EU-Gipfel in Brüssel Wachstumsfreundlich sparen und Zypern retten
Sparen ja, aber wachstumsfreundlich - auf diese Formel haben sich die EU-Staats- und Regierungschefs angesichts von sozialer Not und Rekordarbeitslosigkeit in den Euro-Krisenländern verständigt. Am zweiten Gipfeltag geht es auch um Zypern. Der Ministaat wartet händeringend auf Hilfsmilliarden.
Von Martin Bohne, MDR-Hörfunkstudio Brüssel
Die wirtschaftliche Lage sei düster, so Gipfelchef Herman Van Rompuy nach dem ersten Beratungstag: Die soziale Not nehme zu und man sei sich der Verzweiflung vieler Menschen voll bewusst.
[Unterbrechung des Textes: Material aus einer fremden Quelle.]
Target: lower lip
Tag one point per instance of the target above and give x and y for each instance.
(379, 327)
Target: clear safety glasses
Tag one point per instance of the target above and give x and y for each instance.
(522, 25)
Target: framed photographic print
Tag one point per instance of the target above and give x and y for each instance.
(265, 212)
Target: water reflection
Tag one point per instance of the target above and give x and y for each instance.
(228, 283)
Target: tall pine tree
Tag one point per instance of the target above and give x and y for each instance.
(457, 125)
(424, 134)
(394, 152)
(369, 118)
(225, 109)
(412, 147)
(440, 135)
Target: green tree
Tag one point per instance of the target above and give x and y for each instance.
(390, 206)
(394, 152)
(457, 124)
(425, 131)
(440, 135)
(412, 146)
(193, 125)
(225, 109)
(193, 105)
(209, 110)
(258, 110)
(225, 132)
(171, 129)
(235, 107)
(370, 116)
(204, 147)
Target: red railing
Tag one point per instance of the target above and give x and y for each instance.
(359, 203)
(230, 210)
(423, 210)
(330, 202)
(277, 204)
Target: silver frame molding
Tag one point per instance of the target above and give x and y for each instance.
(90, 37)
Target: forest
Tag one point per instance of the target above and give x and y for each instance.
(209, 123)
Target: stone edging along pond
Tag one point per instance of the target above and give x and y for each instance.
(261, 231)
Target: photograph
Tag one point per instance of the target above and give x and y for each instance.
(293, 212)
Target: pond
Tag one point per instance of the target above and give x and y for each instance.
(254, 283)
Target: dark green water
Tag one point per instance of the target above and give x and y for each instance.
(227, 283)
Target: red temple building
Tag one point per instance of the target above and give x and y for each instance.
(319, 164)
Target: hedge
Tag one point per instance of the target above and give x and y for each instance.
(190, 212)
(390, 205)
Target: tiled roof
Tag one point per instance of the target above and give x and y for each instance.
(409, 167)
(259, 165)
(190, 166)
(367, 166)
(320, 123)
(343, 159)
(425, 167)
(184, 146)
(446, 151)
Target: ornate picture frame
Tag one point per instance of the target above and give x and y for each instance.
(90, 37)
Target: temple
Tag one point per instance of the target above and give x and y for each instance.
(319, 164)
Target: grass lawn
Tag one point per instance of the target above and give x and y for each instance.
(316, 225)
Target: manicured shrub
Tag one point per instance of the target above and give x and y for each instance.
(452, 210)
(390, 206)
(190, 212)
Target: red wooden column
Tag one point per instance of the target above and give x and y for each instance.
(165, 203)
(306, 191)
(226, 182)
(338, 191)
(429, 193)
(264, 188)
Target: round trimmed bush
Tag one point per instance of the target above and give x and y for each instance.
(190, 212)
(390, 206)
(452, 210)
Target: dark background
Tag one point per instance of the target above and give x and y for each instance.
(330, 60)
Luxemburgs Regierungschef Jean-Claude Juncker sprach sogar von der Gefahr einer sozialen Revolution.
Die Antwort des Gipfels auf diese Herausforderungen ist ein kräftiges "Weiter so". "Wir haben unsere ökonomische Strategie bestätigt", fasste Van Rompuy die Diskussion zusammen. "Dafür gab es breite Übereinstimmung." Und diese Strategie, so Van Rompuy weiter, ziele auf gesunde Staatsfinanzen, auf die Bekämpfung der Arbeitslosigkeit und auf Reformen zur Stärkung der Wachstumskräfte. Und das müsse alles gleichzeitig in Angriff genommen werden.
Fast identisch lautete die Bilanz der Bundeskanzlerin. "Wir haben heute", verkündete Angela Merkel, "sehr deutlich gemacht, dass Haushaltskonsolidierung, Strukturreformen und Wachstum nicht etwa Gegensätze sind, sondern einander bedingen."
Wachstumsfreundliches Sparen heißt das Zauberwort - aber der Teufel steckt hier im Detail: Darf man bei der Haushaltskonsolidierung auch mal kürzer treten, um der Konjunktur keinen weiteren Schaden zuzufügen? Besonders Frankreichs Präsident Francois Hollande und der geschäftsführende italienische Ministerpräsident Mario Monti sprachen sich für mehr Flexibilität aus. Zum offenen Streit darüber ist es diesmal offensichtlich nicht gekommen - doch es dürfte eine Wiedervorlage auf dem Gipfel im Juni geben, wenn die Reformpläne für jedes einzelne Land diskutiert werden.
"Wir lassen Zypern nicht fallen"
Am Rande des Gipfels wurde auch das Rettungspaket für das pleitebedrohte Zypern vorangetrieben. Ratspräsident Van Rompuy machte klar, dass man das Land nicht fallen lassen werde: "Wir gehen bei der Aufrechterhaltung der Finanzstabilität keine Risiken ein, und deshalb packen wir auch schwierige Probleme wie Zypern an."
Heute Nachmittag kommen dann die Euro-Finanzminister zu einer Sondersitzung nach Brüssel. "Dort muss die Zypern-Frage einer Lösung nicht nur näher gebracht werden, sondern in abgeschlossener Form vorliegen", forderte der luxemburgische Ministerpräsident Juncker. Bundeskanzlerin Merkel will aber keine Lösung um jeden Preis. Sicher seien zügige Beratungen wünschenswert, ließ Merkel wissen, "aber die Dinge dauern so lange, bis sie qualitativ vernünftig gelöst sind".
Der Ministaat im Mittelmeer will 17 Milliarden Euro, so viel wollen die anderen Eurostaaten aber nicht geben. Der Betrag werde wohl näher an zehn Milliarden liegen, so Eurogruppenchef Jeroen Dijsselbloem gestern. Umstritten ist auch, ob sich die Gläubiger und Kunden der maroden zyprischen Banken an der Rettungsaktion beteiligen müssen. Außerdem soll Zypern noch Bedenken in Sachen Geldwäsche ausräumen.